I am experiencing similar message loss issues to the ones described on the mailing list and on GitHub in 2013, however with recent versions (Graylog 2.4.5 and Elasticsearch 5.6.10). After ingesting about 8000 messages per second for testing purposes, only about 95 % if them are returned by a query.
I am using a GELF UDP input, but have made sure that all packets actually reach the Graylog server at the transport layer. Output buffer utilization and journal size are steadily increasing during the test ingestion, but drop to zero afterwards (before the query). I have also made sure that the number of messages returned by Graylog is equal to the one returned by the Elasticsearch API.
Since I could mitigate (but not eliminate) the issue by increasing elasticsearch_max_retries, I assume that Elasticsearch is returning errors. Unfortunately, neither Graylog nor Elasticsearch log anything interesting. Elasticsearch tuning options are also rather limited.
Does anybody have an idea for where to look and what to tune?
I did a tcpdump between Graylog and Elasticsearch and counted the number of messages in the resulting PCAP. That number matches the one from the database. Also, all responses from Elasticsearch have status code 200.
So this doesn’t look like Elasticsearch errors after all, but rather like Graylog not receiving all messages from the kernel or dropping them internally.

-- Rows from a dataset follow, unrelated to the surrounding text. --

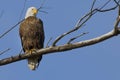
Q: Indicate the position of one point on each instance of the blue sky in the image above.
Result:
(97, 62)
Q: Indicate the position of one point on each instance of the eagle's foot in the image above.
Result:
(32, 51)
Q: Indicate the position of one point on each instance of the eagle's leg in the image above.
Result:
(32, 50)
(33, 62)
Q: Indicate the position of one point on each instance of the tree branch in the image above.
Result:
(60, 48)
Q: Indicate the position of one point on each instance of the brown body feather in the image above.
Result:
(32, 37)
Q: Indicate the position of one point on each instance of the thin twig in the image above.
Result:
(22, 10)
(81, 22)
(10, 29)
(4, 51)
(48, 42)
(72, 39)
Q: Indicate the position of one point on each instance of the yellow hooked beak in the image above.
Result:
(35, 11)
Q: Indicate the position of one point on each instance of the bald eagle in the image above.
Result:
(32, 36)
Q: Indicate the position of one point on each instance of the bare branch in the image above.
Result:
(22, 10)
(84, 19)
(48, 42)
(72, 39)
(61, 48)
(10, 29)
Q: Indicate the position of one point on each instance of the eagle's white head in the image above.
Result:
(32, 11)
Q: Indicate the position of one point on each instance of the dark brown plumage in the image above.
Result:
(32, 36)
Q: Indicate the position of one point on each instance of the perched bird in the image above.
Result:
(32, 36)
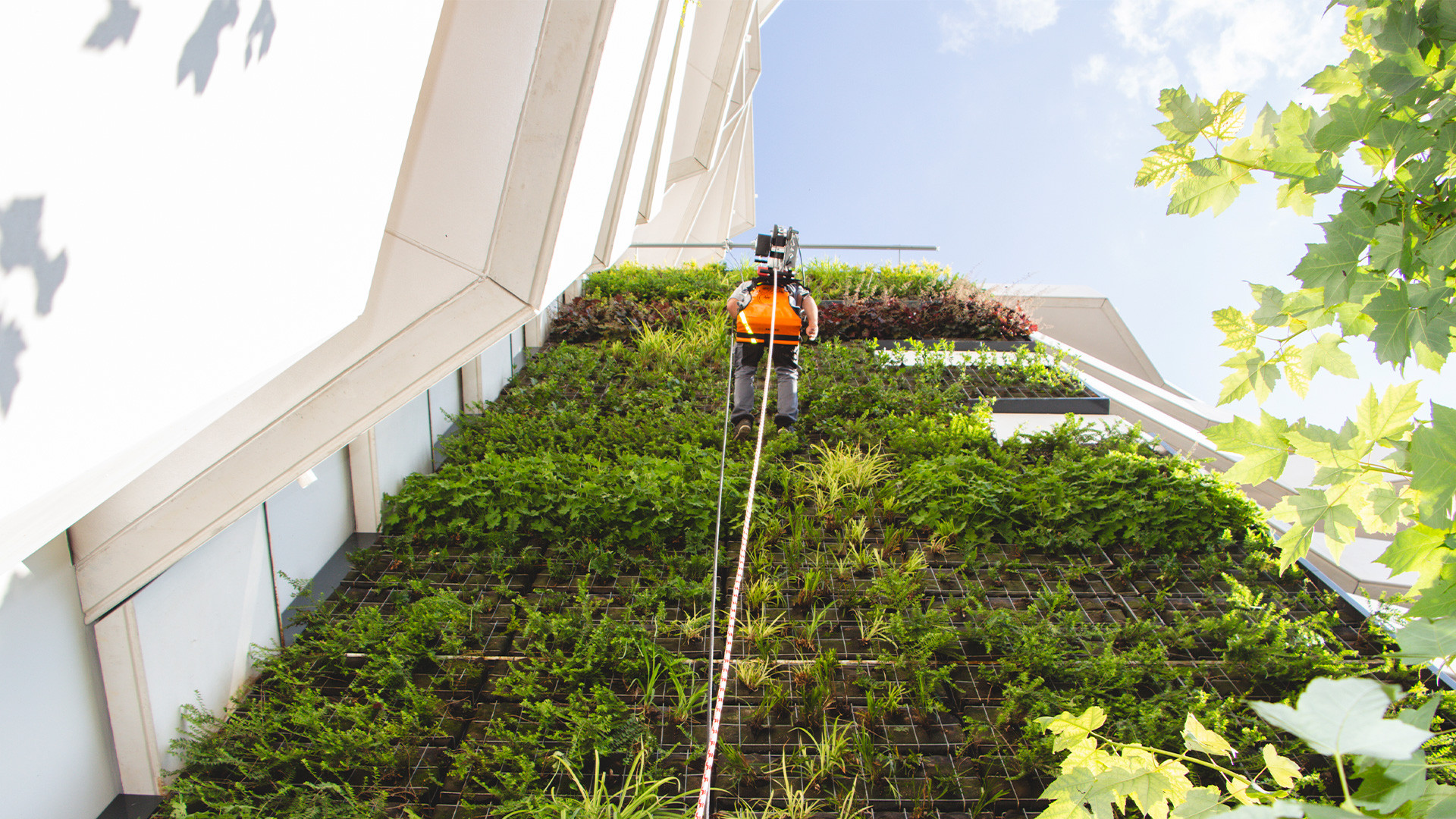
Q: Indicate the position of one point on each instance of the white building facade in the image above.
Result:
(253, 257)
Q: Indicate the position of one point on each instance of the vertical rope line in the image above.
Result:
(737, 583)
(718, 525)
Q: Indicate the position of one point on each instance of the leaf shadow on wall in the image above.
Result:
(20, 246)
(200, 53)
(262, 28)
(117, 25)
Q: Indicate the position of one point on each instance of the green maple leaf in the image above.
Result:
(1253, 373)
(1440, 249)
(1394, 319)
(1389, 243)
(1421, 550)
(1209, 184)
(1201, 803)
(1228, 117)
(1329, 507)
(1187, 115)
(1326, 354)
(1263, 447)
(1433, 465)
(1293, 545)
(1238, 331)
(1282, 809)
(1438, 599)
(1388, 509)
(1069, 729)
(1350, 120)
(1337, 453)
(1282, 768)
(1337, 82)
(1426, 639)
(1389, 784)
(1391, 416)
(1272, 306)
(1199, 738)
(1340, 717)
(1292, 194)
(1163, 165)
(1065, 809)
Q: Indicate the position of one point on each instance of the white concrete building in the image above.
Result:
(253, 253)
(253, 256)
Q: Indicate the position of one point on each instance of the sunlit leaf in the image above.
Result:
(1069, 729)
(1389, 784)
(1228, 117)
(1292, 194)
(1346, 716)
(1283, 770)
(1210, 184)
(1163, 164)
(1239, 333)
(1350, 118)
(1389, 416)
(1199, 738)
(1433, 465)
(1201, 803)
(1263, 447)
(1335, 82)
(1253, 373)
(1326, 354)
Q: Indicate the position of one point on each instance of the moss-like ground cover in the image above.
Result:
(538, 617)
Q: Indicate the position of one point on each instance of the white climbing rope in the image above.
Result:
(715, 723)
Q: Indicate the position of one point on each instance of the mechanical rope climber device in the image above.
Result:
(770, 305)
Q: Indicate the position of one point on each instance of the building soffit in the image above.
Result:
(655, 183)
(635, 155)
(395, 350)
(545, 148)
(712, 64)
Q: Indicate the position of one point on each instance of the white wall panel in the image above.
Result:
(495, 369)
(444, 401)
(200, 205)
(308, 525)
(452, 183)
(402, 445)
(197, 623)
(53, 710)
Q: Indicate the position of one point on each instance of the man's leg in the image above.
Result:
(745, 362)
(786, 369)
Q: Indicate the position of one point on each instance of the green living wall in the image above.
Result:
(535, 627)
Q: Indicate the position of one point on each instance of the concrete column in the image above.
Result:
(364, 483)
(472, 390)
(128, 700)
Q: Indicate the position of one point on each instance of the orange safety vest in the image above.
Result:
(764, 305)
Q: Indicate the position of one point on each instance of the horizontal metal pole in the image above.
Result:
(734, 246)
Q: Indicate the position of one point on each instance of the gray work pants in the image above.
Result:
(785, 362)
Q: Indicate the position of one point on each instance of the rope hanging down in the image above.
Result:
(737, 583)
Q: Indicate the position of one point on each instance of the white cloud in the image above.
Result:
(1092, 71)
(989, 18)
(1213, 46)
(1025, 15)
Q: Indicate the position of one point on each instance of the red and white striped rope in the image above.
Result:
(715, 723)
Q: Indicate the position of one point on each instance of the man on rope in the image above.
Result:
(756, 308)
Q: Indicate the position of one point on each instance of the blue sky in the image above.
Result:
(1008, 133)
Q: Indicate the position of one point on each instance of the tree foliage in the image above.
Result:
(1383, 142)
(1381, 275)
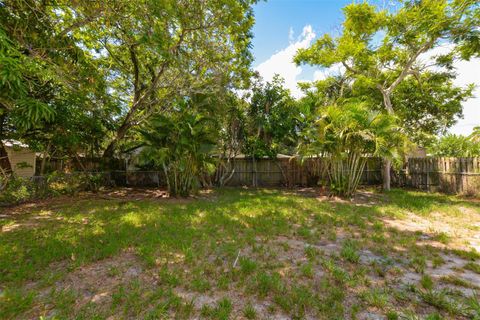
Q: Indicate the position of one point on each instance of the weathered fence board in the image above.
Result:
(449, 175)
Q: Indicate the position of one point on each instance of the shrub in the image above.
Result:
(17, 190)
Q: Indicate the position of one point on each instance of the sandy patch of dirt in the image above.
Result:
(127, 194)
(95, 282)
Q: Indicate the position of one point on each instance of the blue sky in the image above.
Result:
(284, 26)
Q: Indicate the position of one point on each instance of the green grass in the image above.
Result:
(185, 252)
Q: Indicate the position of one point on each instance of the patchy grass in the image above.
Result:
(239, 253)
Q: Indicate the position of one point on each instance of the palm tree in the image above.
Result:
(181, 145)
(475, 135)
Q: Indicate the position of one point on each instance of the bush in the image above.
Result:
(17, 190)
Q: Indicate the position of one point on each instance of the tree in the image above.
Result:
(347, 132)
(46, 77)
(475, 135)
(180, 143)
(272, 120)
(156, 51)
(382, 49)
(428, 104)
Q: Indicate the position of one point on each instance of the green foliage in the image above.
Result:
(272, 119)
(345, 133)
(18, 190)
(381, 52)
(452, 145)
(181, 144)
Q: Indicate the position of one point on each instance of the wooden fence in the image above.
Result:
(449, 175)
(291, 172)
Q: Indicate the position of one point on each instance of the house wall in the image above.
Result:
(19, 157)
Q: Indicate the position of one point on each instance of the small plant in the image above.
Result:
(247, 266)
(440, 300)
(14, 302)
(168, 278)
(376, 298)
(418, 263)
(220, 312)
(456, 281)
(349, 252)
(472, 267)
(426, 282)
(249, 312)
(265, 284)
(307, 270)
(200, 285)
(311, 252)
(472, 255)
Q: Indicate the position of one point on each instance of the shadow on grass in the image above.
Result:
(91, 230)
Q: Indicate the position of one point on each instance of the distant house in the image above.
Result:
(22, 159)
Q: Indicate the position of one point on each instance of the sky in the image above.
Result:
(284, 26)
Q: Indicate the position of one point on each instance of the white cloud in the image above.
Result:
(282, 62)
(336, 69)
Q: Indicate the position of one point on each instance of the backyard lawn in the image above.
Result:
(242, 254)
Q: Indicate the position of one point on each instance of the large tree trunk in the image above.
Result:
(121, 132)
(387, 163)
(5, 165)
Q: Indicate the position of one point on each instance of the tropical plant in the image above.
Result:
(345, 134)
(452, 145)
(381, 49)
(475, 135)
(181, 144)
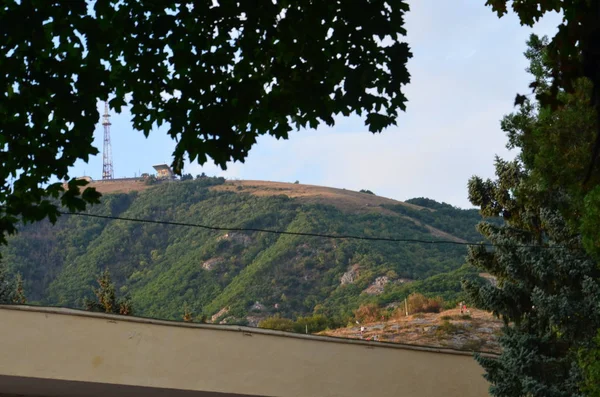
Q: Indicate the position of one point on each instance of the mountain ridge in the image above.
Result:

My original questions remain.
Unless I’m missing a log file or log level setting, the logs don’t show an obvious problem.
At log level “Debug”, Graylog still doesn’t log anything during the ingestion. Elasticsearch does have some debug logging, but primarily mumbles something about version mismatches for Logstash, Elasticsearch and Kibana (I don’t use Logstash or Kibana), “Get stats” or “executing watch”.
I am indeed seeing a high number of receive errors, which in a short test almost account for the number of missing messages. Will have to investigate further.
Exactly as @juemue said, the issue could be fixed by increasing receive buffer size in the input’s config (through the web interface) and accordingly adjusting sysctl net.core.rmem_max on the Graylog host.